Spencer proposed resolutions to withdraw the public deposits from the Bank, to refuse to receive its notes at the Treasury, and to order the Attorney-general to cause a scire facias to be issued for the revocation of the charter, unless the Bank should, before July 1st, accept twelve important amendments of it. Various other propositions of greater severity and more peremptory action against the Bank were proposed, but they all failed to pass. The opponents of the Bank claimed that over forty members of Congress were stockholders, and that a far greater number were interested on the side of the Bank.

At a stockholders' meeting in November, a committee recommended that the branches should be diminished in number, as the advantage of the Bank might require.

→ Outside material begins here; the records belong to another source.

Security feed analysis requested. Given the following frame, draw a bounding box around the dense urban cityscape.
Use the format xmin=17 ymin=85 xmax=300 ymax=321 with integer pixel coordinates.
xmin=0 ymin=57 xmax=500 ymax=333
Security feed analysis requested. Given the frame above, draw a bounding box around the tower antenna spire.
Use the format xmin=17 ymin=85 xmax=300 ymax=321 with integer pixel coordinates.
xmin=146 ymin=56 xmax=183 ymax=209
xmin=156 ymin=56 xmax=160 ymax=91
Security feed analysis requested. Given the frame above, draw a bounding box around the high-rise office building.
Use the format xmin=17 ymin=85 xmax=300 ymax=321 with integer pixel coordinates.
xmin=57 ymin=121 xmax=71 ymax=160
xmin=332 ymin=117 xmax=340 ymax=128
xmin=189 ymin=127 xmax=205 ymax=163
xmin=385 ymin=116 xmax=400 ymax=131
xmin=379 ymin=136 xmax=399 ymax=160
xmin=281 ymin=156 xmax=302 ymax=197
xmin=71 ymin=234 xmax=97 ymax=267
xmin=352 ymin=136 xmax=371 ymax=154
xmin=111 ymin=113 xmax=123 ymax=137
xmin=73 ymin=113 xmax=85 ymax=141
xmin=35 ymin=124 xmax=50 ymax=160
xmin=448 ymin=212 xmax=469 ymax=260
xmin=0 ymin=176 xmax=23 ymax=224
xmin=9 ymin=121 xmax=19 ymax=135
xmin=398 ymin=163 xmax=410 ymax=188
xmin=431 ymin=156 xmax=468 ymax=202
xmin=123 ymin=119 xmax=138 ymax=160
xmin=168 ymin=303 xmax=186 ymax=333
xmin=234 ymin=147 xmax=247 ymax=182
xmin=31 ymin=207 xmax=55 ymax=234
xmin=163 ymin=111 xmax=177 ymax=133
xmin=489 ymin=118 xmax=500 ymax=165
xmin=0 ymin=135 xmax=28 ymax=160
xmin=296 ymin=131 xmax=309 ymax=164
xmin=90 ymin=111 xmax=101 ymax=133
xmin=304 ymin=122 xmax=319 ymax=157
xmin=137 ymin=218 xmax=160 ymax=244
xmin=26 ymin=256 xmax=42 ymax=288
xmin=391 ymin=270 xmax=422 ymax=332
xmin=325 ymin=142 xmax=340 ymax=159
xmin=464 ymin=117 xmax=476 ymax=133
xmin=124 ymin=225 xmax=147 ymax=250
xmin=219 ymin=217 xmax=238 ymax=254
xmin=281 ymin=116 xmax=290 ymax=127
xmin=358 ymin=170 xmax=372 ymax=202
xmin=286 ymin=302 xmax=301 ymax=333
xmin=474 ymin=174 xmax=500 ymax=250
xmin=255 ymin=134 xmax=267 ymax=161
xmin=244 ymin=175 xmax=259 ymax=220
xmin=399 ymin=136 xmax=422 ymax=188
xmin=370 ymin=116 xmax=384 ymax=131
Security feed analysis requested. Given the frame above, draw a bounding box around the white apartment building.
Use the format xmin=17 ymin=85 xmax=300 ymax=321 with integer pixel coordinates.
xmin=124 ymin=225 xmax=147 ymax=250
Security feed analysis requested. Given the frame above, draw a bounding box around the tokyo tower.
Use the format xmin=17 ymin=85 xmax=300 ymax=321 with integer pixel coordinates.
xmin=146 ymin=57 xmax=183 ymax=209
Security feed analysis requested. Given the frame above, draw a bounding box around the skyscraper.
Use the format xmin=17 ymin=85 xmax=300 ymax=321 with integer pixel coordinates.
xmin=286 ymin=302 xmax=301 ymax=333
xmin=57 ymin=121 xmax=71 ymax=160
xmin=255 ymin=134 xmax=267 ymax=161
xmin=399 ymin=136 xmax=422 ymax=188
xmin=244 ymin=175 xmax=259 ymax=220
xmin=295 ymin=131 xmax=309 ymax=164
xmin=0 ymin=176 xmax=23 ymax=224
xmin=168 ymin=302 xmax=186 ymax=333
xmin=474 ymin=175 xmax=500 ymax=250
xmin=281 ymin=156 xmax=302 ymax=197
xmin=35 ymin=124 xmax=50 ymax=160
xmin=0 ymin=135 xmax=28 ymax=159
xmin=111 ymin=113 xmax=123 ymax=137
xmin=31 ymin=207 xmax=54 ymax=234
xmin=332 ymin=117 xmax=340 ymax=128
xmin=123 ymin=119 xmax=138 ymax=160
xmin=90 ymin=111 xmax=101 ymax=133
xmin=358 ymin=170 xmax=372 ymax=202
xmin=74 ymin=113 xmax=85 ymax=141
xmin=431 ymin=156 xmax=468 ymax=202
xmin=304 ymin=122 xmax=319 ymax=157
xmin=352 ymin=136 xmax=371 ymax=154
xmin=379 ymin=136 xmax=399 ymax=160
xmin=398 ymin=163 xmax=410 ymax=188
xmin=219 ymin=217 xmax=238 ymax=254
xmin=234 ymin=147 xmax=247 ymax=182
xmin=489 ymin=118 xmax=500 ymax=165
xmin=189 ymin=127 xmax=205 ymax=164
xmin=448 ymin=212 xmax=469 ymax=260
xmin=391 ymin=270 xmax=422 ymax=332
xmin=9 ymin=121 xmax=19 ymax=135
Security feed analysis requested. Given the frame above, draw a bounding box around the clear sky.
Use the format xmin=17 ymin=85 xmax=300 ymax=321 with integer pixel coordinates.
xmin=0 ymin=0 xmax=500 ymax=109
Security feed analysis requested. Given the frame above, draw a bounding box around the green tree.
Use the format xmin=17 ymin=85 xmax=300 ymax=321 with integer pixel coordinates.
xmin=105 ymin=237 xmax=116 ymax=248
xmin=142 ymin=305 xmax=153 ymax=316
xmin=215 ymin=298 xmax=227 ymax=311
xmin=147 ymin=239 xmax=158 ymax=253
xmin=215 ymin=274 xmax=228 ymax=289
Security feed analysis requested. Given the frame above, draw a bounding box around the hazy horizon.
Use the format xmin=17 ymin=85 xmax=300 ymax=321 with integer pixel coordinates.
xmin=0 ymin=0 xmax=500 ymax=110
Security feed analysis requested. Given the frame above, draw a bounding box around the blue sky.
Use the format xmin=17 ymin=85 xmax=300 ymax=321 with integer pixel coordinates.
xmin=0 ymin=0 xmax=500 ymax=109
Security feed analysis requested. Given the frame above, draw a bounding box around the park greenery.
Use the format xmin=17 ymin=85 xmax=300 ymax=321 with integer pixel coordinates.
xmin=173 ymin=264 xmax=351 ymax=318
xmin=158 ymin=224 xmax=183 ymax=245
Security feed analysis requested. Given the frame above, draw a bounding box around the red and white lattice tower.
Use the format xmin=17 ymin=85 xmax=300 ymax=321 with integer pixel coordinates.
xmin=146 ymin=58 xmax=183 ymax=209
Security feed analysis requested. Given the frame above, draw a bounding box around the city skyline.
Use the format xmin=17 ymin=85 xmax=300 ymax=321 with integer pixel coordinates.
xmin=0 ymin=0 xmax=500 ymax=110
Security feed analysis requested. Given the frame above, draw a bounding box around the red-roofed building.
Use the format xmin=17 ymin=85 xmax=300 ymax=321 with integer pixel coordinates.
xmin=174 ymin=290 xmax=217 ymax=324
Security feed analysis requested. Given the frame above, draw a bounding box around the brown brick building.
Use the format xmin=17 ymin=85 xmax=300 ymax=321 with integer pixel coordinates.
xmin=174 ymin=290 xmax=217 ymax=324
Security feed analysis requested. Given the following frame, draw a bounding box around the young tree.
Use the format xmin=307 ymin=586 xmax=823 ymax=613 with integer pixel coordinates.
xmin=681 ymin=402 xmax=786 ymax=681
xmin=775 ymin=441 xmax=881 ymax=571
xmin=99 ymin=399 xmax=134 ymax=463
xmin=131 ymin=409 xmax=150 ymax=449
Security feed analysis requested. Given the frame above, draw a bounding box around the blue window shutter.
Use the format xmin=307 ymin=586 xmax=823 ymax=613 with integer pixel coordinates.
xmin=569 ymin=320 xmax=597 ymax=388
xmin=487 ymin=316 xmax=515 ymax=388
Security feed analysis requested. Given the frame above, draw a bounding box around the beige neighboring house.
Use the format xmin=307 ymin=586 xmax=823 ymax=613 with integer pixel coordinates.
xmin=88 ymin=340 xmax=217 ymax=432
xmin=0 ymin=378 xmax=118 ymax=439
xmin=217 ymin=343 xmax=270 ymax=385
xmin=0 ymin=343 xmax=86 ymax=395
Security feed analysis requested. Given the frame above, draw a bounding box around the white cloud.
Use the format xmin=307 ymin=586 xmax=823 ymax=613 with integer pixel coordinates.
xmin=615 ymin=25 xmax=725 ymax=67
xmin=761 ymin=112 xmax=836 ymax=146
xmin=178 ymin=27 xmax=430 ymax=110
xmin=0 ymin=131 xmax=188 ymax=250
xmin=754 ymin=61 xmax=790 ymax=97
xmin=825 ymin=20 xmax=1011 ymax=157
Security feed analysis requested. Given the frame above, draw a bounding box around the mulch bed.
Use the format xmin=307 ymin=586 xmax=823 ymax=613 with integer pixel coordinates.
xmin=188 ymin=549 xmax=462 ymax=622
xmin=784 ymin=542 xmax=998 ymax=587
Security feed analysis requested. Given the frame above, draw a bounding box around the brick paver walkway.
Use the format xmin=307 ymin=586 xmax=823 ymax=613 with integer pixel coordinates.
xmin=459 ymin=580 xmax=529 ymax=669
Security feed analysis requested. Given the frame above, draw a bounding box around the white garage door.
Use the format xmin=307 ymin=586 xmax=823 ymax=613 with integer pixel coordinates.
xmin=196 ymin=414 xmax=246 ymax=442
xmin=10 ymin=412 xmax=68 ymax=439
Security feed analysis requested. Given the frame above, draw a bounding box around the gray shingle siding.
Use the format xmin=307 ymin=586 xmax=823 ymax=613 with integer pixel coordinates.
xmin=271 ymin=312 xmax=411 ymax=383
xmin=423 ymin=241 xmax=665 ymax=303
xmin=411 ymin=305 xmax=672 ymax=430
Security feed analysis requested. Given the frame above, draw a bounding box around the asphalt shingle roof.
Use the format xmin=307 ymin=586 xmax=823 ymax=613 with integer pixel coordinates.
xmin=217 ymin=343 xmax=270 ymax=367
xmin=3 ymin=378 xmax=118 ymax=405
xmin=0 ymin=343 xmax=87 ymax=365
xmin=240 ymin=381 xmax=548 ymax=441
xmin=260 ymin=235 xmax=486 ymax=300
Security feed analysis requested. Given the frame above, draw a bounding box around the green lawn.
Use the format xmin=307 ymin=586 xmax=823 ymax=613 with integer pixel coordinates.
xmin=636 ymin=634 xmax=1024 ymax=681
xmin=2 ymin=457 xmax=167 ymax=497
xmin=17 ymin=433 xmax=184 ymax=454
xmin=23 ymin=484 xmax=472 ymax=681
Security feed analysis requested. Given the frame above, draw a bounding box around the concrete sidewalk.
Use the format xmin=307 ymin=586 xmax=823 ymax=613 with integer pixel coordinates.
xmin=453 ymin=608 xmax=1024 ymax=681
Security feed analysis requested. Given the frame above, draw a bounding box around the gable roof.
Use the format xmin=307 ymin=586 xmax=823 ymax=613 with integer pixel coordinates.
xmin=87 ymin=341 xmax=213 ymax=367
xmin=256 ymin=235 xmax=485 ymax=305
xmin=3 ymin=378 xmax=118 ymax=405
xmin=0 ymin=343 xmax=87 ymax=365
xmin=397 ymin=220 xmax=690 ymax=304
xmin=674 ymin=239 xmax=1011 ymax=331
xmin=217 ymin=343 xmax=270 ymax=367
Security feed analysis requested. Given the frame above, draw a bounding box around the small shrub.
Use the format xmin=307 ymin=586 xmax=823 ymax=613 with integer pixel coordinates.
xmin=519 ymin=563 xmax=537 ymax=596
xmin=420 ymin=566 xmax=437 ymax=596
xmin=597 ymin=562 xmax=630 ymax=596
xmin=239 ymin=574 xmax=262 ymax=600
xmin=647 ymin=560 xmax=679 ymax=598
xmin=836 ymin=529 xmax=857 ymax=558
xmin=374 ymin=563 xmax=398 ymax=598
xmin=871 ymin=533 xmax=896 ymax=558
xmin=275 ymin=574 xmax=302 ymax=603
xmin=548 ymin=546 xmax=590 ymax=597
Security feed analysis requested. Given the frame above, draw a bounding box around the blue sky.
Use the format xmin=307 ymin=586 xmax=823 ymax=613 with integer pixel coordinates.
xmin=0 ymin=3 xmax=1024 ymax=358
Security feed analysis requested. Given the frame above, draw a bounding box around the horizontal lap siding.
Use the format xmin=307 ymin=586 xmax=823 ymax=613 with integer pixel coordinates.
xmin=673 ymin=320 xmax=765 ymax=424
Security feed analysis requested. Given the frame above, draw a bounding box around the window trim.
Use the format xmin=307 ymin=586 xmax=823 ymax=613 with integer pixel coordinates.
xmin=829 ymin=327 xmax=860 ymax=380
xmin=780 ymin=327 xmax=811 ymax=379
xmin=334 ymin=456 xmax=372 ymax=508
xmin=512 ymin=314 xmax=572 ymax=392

In the following spring, J. Q. Adams expressed the opinion that the government was the party most interested in the continuance of the Bank and that the interest of the stockholders would be to surrender the charter.[1]

On the receipt, in Philadelphia, of the report of Spencer's committee, William Jones, the president of the Bank, "fled in affright from the institution."[2] Langdon Cheves of South Carolina was elected president March 6, 1819. In September, 1822, he laid before the stockholders at their triennial meeting an exposition of the state of the Bank as he found it, and a history of the steps by which he restored it. "It was not" he says, "until the moment I was about to commence my journey to Philadelphia, that I was apprised by a friend, who had been a member of the preceding Board, that he feared that, in a few months the Bank would be obliged to stop payment." "In Philadelphia it was generally expected." Curtailments were at once ordered everywhere except at New York and Boston, where there was no room for them, but the branches at those places were obliged to reduce their business, being overwhelmed by the issues of the South and West which were not restrained. "The debt due in Kentucky and Ohio, instead of being reduced, was within this period [winter of 1818-9] actually increased upwards of half a million of dollars."

At the parent bank "all the funded debt which was salable had been disposed of and the proceeds exhausted. The specie in the vaults at the close of the day on the 1st of April, 1819, was only $126,745, and the Bank owed to the city banks, deducting balances due to it, an aggregate balance of $79,125. It is true there were in the mint $267,978, and in transitu from Kentucky and Ohio overland $250,000, but the Treasury dividends were payable on that day to the amount of nearly $500,000 and there remained at the close of the day more than one-half of the sum subject to draft, and the greater part, even of the sum which had been drawn during the day remained a charge upon the Bank in the shape of temporary deposits which were

  1. 5 Adams Diary, 39.
  2. Gouge; Journal of Banking, 299.